- Baby Ram, is the smallest baby at 6.5 kgs in Maharashtra to undergo a liver transplant after being diagnosed with biliary atresia.
- Dr. Darius F Mirza with his team of surgeons performed the risky liver transplant on the critically ill one-year-old baby.
- The liver transplant was entirely funded by charitable donations, CSR grant from the hospital management and crowd-funding initiatives.
Baby Ram was
diagnosed with a rare congenital condition called biliary
atresia, the disease was later found to have progressed to advanced
liver cirrhosis within months of his birth. In this rare condition,
the baby's common bile duct (a duct between the liver and the small
intestine) is blocked or absent.
Dr. Darius F Mirza and his team of surgeons at the Apollo Hospitals, Navi Mumbai performed a liver transplant on the critically ill one-year-old baby in February, 2018. He is by far the smallest baby at 6.5 kg to have undergone a liver transplant in Maharashtra. The baby's donor was his loving aunt - Divya who donated a part of her liver.
Early surgical intervention- Kasai portoenterostomy (KPE) surgery is critical to prevent irreversible damage. However, in baby Ram's case the irreversible damage was already done, the liver failed to respond, and hence a liver transplant was the only surgical option left.
Dr. Darius F Mirza, Head, Liver Transplant, Apollo Hospitals, Navi Mumbai spoke to Medindia exclusively about the biliary atresia and Ram's liver transplant operation.
Q: In what state had the baby Ram come to you?
Ans: Baby Ram was quite jaundiced, malnourished and weak when he came to see us. He was also suffering from multiple infections.
Q: Is Kasai portoenterostomy (KPE) surgery which is considered to be the first-line treatment for biliary atresia - not applicable for baby Ram?

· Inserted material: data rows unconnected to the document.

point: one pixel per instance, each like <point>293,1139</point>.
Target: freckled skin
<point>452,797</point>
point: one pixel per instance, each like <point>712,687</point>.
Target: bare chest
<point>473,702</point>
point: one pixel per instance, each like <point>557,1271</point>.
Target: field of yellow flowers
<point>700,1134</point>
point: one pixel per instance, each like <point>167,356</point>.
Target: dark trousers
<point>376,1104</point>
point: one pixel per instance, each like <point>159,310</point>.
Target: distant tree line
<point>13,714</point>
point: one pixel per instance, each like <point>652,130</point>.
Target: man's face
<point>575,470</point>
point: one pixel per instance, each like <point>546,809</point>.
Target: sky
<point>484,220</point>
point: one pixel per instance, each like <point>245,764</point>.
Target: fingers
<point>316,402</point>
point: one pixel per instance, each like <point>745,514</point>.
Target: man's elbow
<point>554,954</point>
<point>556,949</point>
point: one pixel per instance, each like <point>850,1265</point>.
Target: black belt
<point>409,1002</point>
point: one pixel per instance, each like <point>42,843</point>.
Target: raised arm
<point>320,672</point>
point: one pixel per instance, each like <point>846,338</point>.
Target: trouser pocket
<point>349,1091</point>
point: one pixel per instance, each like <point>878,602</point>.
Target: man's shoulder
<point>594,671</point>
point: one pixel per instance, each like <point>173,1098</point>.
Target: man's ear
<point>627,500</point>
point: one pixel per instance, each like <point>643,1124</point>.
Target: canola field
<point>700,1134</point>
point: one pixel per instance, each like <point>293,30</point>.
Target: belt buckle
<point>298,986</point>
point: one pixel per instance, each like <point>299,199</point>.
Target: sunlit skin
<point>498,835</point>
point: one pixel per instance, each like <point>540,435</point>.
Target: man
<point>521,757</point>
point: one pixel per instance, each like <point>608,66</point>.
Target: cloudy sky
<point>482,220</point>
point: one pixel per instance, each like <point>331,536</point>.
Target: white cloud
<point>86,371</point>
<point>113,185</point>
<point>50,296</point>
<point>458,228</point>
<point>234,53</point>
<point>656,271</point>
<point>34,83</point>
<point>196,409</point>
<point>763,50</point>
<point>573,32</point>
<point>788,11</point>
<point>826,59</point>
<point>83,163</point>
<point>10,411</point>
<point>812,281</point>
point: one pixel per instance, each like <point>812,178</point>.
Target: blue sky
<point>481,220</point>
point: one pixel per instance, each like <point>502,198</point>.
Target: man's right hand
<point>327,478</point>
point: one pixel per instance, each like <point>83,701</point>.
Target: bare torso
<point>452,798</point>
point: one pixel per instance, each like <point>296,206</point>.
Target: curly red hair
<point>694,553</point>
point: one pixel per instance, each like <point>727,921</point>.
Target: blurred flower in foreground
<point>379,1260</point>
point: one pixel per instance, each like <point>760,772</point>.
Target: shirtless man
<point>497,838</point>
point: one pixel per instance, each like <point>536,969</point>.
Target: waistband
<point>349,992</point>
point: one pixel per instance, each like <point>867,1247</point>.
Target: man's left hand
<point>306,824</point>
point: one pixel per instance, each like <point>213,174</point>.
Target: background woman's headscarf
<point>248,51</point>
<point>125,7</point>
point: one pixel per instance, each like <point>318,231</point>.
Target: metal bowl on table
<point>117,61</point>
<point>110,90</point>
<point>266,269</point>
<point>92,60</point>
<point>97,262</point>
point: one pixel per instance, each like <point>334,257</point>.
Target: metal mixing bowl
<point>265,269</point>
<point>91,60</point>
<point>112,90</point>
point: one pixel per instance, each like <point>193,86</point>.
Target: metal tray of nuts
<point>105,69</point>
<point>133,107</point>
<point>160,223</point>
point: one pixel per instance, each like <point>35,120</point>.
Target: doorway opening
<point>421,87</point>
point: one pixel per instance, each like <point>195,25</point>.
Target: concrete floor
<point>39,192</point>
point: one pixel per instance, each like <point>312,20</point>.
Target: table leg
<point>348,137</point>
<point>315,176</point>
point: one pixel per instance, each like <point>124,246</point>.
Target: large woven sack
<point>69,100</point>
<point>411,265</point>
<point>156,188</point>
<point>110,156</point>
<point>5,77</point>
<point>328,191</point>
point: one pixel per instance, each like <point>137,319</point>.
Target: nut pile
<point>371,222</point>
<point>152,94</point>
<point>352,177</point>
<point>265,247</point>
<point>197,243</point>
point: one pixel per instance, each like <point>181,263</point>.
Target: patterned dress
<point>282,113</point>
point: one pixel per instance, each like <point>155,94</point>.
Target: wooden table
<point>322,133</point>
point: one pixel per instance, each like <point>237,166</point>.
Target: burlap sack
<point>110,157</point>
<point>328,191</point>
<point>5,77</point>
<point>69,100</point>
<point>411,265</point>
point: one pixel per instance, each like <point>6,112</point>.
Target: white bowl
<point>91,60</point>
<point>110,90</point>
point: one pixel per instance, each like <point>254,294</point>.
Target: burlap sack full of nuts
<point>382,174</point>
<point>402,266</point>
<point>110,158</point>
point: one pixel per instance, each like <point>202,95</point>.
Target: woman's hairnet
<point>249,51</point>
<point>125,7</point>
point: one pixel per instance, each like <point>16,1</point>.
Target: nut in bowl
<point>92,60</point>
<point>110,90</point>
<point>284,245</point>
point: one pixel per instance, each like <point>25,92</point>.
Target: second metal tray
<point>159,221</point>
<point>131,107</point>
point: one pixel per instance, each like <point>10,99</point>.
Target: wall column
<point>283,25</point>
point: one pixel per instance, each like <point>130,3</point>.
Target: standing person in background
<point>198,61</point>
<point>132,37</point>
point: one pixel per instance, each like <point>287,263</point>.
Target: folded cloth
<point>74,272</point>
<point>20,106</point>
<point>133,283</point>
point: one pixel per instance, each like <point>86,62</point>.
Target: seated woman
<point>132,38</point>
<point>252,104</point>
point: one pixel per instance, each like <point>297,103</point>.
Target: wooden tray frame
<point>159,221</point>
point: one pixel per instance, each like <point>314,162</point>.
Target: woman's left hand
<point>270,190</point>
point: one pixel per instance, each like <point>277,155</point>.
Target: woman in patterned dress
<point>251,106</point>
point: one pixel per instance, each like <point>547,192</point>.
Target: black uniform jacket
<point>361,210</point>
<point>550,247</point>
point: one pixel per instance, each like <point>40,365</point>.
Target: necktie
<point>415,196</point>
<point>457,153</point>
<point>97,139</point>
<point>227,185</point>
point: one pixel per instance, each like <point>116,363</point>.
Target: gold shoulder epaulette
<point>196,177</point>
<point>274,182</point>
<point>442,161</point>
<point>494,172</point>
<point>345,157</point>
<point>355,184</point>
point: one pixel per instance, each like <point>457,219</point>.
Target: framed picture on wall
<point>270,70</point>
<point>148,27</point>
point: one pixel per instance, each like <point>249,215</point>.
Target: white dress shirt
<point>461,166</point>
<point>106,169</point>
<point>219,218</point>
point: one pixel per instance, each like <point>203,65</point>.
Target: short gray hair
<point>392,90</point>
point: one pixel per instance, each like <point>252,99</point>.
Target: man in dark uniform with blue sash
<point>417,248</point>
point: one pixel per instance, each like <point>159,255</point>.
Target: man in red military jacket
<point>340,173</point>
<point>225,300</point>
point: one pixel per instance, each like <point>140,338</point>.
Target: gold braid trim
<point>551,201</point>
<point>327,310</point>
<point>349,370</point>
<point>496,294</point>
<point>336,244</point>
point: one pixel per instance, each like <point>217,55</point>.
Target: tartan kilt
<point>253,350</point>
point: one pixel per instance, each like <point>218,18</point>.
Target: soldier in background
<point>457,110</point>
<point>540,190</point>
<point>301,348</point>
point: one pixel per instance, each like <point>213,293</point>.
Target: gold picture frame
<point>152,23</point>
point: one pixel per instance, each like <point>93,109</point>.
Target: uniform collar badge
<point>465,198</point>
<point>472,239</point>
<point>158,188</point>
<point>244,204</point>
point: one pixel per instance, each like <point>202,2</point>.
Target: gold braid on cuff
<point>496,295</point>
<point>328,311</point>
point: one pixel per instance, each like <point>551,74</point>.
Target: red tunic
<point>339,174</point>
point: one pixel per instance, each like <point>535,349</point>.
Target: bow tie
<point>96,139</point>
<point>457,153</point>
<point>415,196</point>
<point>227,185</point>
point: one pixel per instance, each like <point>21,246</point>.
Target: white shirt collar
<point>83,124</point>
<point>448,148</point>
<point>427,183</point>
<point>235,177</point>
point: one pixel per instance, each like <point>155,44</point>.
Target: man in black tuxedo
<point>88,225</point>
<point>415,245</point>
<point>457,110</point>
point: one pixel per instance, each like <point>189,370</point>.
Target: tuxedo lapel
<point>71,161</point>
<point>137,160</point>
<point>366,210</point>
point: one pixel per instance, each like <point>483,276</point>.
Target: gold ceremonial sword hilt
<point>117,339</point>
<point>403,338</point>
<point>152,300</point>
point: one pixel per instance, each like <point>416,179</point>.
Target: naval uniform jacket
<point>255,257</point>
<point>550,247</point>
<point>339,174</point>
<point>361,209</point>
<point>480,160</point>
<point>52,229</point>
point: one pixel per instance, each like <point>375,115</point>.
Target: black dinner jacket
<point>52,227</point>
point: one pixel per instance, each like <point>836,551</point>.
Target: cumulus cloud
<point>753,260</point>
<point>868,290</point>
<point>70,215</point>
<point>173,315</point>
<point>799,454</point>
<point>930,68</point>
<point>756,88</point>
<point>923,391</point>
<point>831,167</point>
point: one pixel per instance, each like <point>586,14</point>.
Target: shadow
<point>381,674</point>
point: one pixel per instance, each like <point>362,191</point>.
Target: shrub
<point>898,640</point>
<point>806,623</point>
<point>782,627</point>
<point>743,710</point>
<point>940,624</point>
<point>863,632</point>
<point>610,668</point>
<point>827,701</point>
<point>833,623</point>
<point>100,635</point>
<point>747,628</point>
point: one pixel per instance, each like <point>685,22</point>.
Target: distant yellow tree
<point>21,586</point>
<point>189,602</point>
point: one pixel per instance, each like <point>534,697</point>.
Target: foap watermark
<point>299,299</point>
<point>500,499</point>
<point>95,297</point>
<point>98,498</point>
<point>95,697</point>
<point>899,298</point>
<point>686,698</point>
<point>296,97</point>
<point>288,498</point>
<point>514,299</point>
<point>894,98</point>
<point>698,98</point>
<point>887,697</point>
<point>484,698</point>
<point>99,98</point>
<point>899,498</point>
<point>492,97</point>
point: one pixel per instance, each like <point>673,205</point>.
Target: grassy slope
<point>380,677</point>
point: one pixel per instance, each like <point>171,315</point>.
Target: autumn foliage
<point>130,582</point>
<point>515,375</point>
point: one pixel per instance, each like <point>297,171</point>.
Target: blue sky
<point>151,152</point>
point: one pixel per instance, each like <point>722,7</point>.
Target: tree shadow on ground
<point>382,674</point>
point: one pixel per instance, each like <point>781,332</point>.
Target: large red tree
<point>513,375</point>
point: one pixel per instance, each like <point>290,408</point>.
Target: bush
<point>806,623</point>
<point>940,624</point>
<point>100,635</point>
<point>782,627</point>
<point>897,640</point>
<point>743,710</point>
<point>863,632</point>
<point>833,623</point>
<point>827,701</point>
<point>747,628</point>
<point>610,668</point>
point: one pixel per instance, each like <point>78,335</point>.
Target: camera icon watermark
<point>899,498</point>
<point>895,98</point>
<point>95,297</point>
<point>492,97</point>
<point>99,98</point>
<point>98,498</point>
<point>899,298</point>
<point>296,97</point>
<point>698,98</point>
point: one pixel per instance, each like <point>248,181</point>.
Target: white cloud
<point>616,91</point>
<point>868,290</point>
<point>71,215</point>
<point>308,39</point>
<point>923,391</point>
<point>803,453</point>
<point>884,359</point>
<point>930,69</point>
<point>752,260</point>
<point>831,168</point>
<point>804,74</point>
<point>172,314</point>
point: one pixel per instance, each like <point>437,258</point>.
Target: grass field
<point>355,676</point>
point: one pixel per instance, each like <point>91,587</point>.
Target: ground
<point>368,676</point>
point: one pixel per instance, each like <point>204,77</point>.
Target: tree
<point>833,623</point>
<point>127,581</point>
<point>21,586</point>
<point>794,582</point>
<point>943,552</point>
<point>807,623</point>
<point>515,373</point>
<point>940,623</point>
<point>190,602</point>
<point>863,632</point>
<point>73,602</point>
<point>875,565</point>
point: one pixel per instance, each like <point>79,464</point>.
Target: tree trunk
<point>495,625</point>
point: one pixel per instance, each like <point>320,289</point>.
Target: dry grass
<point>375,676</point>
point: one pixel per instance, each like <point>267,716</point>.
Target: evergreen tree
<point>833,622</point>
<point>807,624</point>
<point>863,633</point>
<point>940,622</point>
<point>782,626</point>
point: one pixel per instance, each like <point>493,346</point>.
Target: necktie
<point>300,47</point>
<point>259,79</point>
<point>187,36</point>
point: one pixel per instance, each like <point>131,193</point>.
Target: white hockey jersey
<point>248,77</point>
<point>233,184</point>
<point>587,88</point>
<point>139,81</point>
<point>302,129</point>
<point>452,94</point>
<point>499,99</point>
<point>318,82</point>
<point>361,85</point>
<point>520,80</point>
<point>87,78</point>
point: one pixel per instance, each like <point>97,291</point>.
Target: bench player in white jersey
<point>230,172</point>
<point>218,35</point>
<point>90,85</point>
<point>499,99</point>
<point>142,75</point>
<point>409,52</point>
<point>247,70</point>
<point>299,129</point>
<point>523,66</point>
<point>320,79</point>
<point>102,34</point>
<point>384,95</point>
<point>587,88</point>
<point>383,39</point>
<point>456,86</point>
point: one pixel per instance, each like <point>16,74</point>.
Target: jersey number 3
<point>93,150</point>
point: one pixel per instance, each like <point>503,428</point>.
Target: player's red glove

Ans: Ram did undergo a Kasai portoenterostomy (KPE). This operation is successful in between 30 and 60 percent of patients. Sadly he was one of the non-responders.
Q: Can you expect a normal growth of the baby?
Ans: Yes, and most of these children experience to catch up growth after their liver transplant.
Q: How long would the baby have survived without the surgery?
Ans: Probably between 3 and 12 months.
Q: Will baby Ram be needing any more surgeries in the future?
Ans: Hopefully not.
Q: Tell us what was the difficult part of the surgery?
Ans: Dealing with the small size and removing the old diseased liver due to the extensive adhesions and dilated blood vessels as a consequence of his previous surgery and advanced liver disease.
Q: Will the baby need a life-time of follow ups?
Q: Do you think there is a need to create a national screening program using stool color cards, as part of standard care in the neonates to raise awareness among young pediatricians and parents?
Ans: The main message is jaundice that persists after birth is abnormal and needs careful investigation. This is completely different from the self-limiting transient jaundice that many small babies experience soon after birth.
Q: Tell us without crowdfunding would this miracle be possible?
Ans: We needed a combination of individual generous donations and the crowd-funding platform, along with a CSR grant from the hospital management, to allow us to achieve successful transplantation.
Improvements in organ transplant techniques have led to greater availability of livers for transplantation in children. In the past, livers of small children would only be preferred for transplants in children, however now revolutionary surgical techniques have allowed the option of "reduced size" or "split liver" transplants. In these "split liver" transplants, a piece of an adult liver can be used for transplantation in a child. Parents or close relatives of the children are eligible for "split liver" transplants in children.
Souls go to heavens; organs don't. So let's all donate our organs and save lives.